Der lange Weg eines Nierensteins 4/8

Im Speisewagen
Herr M. aus H. war auf dem Weg nach Hause, als er sich im Speisewagen des ICE nach Hannover Kaffee und Kuchen gönnte. Er bestellte sich eine zweite Tasse Kaffee und das Unheil nahm seinen Lauf. Er konnte nicht ahnen, dass es vielleicht die harntreibende Wirkung des Kaffees war, die seinem kleinen Stein im linken Nierenkelch ausgerechnet in diesem Moment einen fatalen Schwung gab. Er wusste nichts von diesem Stein und letztlich spielte es keine Rolle.
Der Nierenstein nahm seinen Weg Richtung Ausgang. Das eckige Kristall war zu klein, um sich einfach festzusetzen und zu groß, um problemlos ausgespült zu werden. Während Herrn M. seinen Kaffee trank, verkeilte sich der Stein im Harnleiter, also im Schlauch unterhalb des Trichters. Der Kristall war spitz und scharfkantig und rutschte Bruchteile von Millimetern, stoppte und rutschte.
Was so einfach klingt, löste eine Welle von Schmerzen aus. Aus heiterem Himmel krümmte sich Herr H., kalter Schweiß trat ihm auf die Stirn, er wurde blass und musste sich am Tisch festhalten. Jemand brachte ihm ein Glas Wasser und nach einer Weile wurde es etwas besser. Aber nur für einen kurzen Moment.
Die Odyssee beginnt
Auf dem Weg zurück in sein Abteil, überfallen Herrn M. weitere Schmerzattacken. Er wankt, weil er glaubt, seine linke Flanke zerreißt. Leute schütteln den Kopf und schimpfen, weil sie nicht verstehen, wie man sich im Zug so betrinken kann.
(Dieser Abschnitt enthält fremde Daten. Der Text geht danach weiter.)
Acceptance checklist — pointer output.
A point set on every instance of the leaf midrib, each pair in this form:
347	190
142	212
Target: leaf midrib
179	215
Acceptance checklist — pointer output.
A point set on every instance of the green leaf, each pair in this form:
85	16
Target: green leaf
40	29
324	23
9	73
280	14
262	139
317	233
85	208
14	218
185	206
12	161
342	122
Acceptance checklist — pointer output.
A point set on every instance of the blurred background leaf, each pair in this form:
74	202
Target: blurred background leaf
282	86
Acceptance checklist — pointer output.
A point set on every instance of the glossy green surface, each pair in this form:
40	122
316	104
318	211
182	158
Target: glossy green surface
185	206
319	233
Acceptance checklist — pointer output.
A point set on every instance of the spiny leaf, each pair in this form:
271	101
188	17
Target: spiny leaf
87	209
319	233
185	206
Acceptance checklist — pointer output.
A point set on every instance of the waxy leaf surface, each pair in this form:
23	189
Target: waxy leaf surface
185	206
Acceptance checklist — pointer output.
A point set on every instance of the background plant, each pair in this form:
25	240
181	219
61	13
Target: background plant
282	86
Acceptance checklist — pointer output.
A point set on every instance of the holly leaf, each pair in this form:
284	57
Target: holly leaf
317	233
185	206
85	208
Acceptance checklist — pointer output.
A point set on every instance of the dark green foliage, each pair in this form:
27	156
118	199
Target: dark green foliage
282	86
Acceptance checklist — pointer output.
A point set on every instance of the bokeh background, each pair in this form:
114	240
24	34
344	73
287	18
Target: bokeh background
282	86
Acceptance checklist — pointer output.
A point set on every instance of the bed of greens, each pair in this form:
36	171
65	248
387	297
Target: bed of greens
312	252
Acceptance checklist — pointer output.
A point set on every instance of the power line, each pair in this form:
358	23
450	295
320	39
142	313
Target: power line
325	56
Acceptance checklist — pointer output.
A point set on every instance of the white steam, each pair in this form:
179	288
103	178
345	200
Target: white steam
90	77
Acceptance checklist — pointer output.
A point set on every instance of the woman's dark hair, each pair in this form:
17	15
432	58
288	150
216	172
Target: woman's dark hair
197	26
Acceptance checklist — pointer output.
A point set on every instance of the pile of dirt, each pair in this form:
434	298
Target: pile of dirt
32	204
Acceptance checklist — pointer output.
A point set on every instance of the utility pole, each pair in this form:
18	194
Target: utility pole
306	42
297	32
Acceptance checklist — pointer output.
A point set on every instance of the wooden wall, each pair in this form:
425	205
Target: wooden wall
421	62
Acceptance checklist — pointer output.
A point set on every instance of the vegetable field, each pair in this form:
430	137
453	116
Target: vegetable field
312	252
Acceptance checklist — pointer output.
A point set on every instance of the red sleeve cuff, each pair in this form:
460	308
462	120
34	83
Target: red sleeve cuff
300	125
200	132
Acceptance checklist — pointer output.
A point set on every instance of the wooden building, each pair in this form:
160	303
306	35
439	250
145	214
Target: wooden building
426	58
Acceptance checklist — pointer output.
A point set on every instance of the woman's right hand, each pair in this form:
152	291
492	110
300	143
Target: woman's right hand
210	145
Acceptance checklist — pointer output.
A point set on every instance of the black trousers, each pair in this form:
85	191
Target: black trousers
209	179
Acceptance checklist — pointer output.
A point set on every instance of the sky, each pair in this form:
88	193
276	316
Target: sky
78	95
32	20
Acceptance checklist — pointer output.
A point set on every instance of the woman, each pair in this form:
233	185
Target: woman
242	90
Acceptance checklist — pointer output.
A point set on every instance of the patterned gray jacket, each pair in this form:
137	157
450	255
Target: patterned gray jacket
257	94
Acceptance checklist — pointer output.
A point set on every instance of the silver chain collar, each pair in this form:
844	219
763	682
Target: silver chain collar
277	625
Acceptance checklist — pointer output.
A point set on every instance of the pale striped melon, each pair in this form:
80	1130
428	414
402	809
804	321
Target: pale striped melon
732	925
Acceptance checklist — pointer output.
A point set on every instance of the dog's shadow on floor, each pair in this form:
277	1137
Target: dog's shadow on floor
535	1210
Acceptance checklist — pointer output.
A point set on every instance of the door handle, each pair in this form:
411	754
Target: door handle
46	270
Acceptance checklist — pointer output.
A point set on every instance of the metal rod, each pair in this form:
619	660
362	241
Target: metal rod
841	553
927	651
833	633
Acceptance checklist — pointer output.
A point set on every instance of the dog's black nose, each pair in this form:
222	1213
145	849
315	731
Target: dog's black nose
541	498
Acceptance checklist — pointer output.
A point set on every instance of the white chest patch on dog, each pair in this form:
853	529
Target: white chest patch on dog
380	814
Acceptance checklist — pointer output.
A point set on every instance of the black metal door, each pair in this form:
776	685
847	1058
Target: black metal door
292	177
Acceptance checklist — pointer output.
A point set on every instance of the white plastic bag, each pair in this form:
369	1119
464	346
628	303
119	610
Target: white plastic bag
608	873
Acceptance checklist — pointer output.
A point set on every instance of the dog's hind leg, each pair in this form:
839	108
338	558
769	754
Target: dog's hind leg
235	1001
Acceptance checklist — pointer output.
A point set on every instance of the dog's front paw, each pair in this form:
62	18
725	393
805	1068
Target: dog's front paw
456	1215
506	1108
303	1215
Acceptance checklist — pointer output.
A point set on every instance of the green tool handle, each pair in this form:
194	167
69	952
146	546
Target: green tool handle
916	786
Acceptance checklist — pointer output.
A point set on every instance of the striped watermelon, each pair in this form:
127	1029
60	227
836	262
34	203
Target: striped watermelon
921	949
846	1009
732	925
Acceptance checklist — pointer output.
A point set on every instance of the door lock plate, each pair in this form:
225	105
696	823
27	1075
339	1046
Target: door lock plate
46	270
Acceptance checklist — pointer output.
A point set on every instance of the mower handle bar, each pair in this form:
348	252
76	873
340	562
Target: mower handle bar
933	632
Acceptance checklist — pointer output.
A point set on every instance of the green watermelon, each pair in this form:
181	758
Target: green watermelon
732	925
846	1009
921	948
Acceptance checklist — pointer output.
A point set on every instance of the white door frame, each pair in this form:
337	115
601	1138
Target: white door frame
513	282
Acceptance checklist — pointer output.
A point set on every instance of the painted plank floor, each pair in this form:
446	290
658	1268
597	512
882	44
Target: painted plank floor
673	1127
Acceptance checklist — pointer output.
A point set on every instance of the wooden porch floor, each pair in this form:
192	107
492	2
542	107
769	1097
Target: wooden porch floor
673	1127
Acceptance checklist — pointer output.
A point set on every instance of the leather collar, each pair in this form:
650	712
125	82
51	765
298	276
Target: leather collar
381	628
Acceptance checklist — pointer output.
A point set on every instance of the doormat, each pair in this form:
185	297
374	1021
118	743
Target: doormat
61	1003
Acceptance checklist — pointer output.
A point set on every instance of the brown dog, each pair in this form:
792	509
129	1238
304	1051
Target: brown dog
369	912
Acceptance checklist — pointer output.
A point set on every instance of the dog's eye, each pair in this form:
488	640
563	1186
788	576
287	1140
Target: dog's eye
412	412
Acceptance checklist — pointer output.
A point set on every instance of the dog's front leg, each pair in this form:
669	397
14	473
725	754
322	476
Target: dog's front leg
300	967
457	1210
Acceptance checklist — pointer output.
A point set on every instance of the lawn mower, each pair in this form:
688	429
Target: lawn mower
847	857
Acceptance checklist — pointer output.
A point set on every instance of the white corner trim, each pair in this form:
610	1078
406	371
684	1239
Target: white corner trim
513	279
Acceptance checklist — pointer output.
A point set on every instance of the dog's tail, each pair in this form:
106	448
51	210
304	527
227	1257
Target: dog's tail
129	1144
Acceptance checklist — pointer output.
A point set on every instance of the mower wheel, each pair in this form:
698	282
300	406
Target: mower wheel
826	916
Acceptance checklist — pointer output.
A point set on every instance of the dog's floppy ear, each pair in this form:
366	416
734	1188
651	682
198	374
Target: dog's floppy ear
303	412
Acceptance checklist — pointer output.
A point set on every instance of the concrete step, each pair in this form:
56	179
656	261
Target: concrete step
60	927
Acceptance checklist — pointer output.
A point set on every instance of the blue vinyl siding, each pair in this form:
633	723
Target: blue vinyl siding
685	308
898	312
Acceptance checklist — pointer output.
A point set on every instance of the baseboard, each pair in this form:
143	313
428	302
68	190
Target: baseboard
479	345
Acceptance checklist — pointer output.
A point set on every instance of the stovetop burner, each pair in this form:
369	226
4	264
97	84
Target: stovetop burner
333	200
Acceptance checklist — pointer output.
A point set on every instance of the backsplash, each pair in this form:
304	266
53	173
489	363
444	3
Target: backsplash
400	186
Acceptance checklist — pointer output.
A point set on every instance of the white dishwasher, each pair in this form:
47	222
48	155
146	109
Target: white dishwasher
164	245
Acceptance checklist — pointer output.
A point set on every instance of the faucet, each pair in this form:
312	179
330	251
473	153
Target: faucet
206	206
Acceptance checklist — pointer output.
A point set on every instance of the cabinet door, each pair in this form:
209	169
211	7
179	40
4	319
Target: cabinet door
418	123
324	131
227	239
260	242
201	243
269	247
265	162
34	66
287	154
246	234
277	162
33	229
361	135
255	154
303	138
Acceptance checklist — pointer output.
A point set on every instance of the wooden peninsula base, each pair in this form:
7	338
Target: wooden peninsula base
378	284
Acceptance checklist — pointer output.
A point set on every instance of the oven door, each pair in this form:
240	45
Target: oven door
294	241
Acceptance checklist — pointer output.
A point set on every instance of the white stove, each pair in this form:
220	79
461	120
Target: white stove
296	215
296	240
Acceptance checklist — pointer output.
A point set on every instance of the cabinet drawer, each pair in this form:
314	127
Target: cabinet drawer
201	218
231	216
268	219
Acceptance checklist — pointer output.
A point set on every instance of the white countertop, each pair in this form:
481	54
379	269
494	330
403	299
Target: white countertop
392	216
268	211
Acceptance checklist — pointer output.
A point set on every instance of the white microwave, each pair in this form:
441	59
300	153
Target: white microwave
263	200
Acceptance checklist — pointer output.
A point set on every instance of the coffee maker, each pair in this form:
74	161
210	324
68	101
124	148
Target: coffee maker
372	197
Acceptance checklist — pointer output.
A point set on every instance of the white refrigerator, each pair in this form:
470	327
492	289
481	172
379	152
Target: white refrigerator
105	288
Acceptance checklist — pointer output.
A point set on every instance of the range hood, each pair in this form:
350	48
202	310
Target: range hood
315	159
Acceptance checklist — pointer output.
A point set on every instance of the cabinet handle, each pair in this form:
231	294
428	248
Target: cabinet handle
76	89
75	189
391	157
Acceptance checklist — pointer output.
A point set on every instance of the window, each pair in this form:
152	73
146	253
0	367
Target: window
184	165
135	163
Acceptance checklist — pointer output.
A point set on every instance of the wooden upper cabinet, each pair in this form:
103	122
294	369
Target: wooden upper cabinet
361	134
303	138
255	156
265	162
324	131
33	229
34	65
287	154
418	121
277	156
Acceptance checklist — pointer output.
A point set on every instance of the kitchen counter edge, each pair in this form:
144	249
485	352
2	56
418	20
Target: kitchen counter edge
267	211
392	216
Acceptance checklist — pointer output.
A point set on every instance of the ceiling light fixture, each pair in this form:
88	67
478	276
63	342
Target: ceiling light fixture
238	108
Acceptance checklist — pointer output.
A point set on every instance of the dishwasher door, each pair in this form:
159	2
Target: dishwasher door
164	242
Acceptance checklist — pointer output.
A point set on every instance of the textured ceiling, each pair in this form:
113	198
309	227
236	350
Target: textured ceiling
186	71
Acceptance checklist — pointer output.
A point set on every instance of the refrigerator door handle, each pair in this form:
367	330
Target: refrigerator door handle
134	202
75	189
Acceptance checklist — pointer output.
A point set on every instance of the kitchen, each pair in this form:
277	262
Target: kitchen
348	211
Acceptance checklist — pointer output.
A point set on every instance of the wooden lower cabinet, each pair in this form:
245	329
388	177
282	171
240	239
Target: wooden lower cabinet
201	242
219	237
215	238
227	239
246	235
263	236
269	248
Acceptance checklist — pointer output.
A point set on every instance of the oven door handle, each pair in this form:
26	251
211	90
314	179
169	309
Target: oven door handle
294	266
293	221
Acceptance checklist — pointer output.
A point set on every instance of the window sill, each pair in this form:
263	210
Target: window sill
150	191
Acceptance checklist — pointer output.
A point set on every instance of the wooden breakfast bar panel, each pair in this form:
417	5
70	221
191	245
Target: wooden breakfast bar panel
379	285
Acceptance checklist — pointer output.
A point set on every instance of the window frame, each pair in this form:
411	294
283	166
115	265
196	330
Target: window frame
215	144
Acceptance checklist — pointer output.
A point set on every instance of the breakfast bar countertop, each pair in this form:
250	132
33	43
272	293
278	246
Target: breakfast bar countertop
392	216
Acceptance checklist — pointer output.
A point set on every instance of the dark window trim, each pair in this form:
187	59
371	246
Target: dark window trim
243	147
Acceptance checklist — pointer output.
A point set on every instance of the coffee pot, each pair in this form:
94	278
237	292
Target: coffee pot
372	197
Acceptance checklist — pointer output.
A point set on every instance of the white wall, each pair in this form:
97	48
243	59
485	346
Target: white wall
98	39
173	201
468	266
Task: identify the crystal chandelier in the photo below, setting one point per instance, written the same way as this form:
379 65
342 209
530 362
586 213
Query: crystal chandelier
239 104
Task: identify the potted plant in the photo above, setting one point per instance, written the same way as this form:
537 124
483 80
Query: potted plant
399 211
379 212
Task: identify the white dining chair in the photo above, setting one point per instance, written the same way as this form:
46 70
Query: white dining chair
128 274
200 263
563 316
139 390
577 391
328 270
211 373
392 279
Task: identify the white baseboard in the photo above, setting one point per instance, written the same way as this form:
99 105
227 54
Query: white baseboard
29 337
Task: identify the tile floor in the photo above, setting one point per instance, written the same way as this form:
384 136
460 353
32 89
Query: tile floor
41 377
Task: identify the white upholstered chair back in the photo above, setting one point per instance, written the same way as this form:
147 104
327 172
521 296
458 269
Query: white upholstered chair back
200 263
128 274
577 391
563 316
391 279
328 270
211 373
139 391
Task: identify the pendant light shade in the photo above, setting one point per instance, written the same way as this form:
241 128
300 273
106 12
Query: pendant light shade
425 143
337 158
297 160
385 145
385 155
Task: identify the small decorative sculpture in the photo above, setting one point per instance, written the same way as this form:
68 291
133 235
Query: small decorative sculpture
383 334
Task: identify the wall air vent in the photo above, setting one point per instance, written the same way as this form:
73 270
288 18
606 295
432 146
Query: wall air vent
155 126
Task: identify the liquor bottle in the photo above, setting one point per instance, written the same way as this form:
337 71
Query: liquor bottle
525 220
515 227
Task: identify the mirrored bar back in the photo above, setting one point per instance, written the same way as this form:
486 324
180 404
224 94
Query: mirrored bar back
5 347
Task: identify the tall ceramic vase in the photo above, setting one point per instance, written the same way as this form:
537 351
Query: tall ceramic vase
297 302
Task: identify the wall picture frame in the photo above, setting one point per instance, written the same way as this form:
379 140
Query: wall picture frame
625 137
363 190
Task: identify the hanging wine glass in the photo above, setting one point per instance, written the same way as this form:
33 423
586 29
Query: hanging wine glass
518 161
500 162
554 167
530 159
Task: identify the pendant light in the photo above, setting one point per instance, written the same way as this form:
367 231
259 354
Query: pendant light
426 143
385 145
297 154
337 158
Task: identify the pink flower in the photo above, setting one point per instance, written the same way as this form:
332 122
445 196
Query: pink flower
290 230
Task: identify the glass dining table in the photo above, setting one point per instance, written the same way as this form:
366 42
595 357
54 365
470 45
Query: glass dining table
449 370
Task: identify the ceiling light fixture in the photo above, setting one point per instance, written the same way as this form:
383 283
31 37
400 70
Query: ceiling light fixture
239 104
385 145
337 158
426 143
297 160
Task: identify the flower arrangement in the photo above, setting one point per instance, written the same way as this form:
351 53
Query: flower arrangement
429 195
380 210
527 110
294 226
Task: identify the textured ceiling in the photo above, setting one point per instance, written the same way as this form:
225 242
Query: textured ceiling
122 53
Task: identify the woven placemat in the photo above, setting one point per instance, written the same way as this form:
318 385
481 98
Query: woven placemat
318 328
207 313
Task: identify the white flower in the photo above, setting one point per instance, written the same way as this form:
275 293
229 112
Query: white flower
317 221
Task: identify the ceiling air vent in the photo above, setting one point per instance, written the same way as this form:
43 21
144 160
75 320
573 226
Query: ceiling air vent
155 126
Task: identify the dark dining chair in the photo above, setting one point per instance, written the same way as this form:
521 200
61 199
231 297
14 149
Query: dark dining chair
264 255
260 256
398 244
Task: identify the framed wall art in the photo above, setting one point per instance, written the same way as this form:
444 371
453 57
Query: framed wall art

Herr M. erreicht sein Abteil und lässt sich auf die Sitze fallen. Nach qualvollen Wellen ist es nicht nur der Schmerz, der ihn plagt. Er hat Angst. Er weiß nicht, was mit ihm los ist. Die Diagnose Nierenstein ist noch nicht gestellt, und es wird auch noch ein bisschen dauern.
Schmerzintervalle
Kurz bevor der ICE in Hannover einfährt, ist Herr M. entschlossen, nicht in seinen Anschlusszug zu steigen, sondern sich in der Landeshauptstadt auf der Stelle in ärztliche Behandlung zu begeben. Er ist sicher, dass er ins Krankenhaus muss. So ein Schmerz kann nichts Gutes bedeuten.
In Hannover auf dem Bahnsteig ist der Schmerz weg, so plötzlich wie er gekommen ist. Herr M. ist erleichtert. Er drückt seine Flanke und seinen Bauch ab – alles in Ordnung. Zu diesem Zeitpunkt hat sein Nierenstein eine Lage im Harnleiter erreicht, die keine Verkrampfung der Harnleitermuskulatur auslöst. Der Nierenstein liegt stabil. Es herrscht Ruhe im harnableitenden System – vorübergehend.
Kaum sitzt Herr M. in der Regionalbahn, geht es von vorn los. Vernichtungsschmerz erfasst ihn in immer kürzeren Abständen. Egal, was wird, schwört er sich jetzt, er wird in der Kreisstadt aussteigen, um sich direkt ins Krankenhaus zu begeben. Nicht noch einmal will er sich täuschen lassen. Weiter hinten im Waggon feiert eine Gruppe Männer ausgiebig irgendeinen Sieg. Tröten und lauter Gesang ziehen Herrn M. ins Mark, sein Kopf dröhnt und seine Flanke wird von einem Untier zerrissen.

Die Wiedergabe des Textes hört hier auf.